The organization often advertises its work by saying "Yes We Scan", a play on Barack Obama's 2008 presidential campaign slogan "Yes We Can". The Yes We Scan focus as of autumn 2013 is an effort to digitize and publish every available set of safety standards for every government in the world.

Malamud works on the premise that information in the public domain, and particularly government-generated information of this sort, ought to be as easy as possible for the public to access. In doing this, he identifies interesting collections of information held by organizations which have failed to grant free public access to it. Two typical circumstances are that the creator of the information has failed to make it available online in any form, or that the creator has provided the information to a private company which itself charges fees for access to the information.
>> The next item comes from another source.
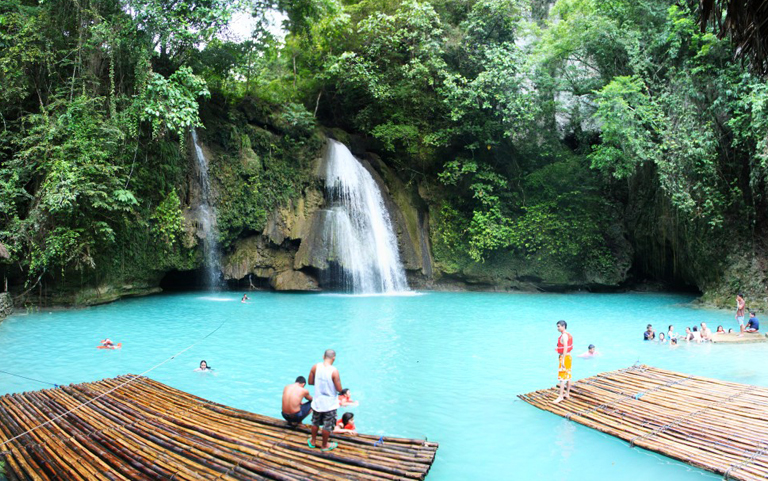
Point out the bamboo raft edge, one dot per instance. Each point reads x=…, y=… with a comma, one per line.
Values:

At this point, Malamud acquires the free information himself, publishes it in public.resource.org as a free communication channel, and then demonstrates publicly that he has made information free when otherwise it would not be and calls for pressure on the holder of the information to collaborate in developing the information release.

In 2013, Public.Resource.Org filed a Freedom of Information Act request with the Internal Revenue Service (IRS) requesting copies of nine annual information reports (Form 990) for tax-exempt entities in MeF (modernized e-file) format. The IRS refused to provide the MeF files, claiming that the effort to edit them to conform to required privacy standards for the filers represented an unreasonable burden. On January 29, 2015, a U.S. District Court ruled against the IRS, requiring that the IRS provide the requested files within 60 days. Observers believe that this decision will result in the IRS moving more rapidly toward providing electronic versions of Form 990 to the public.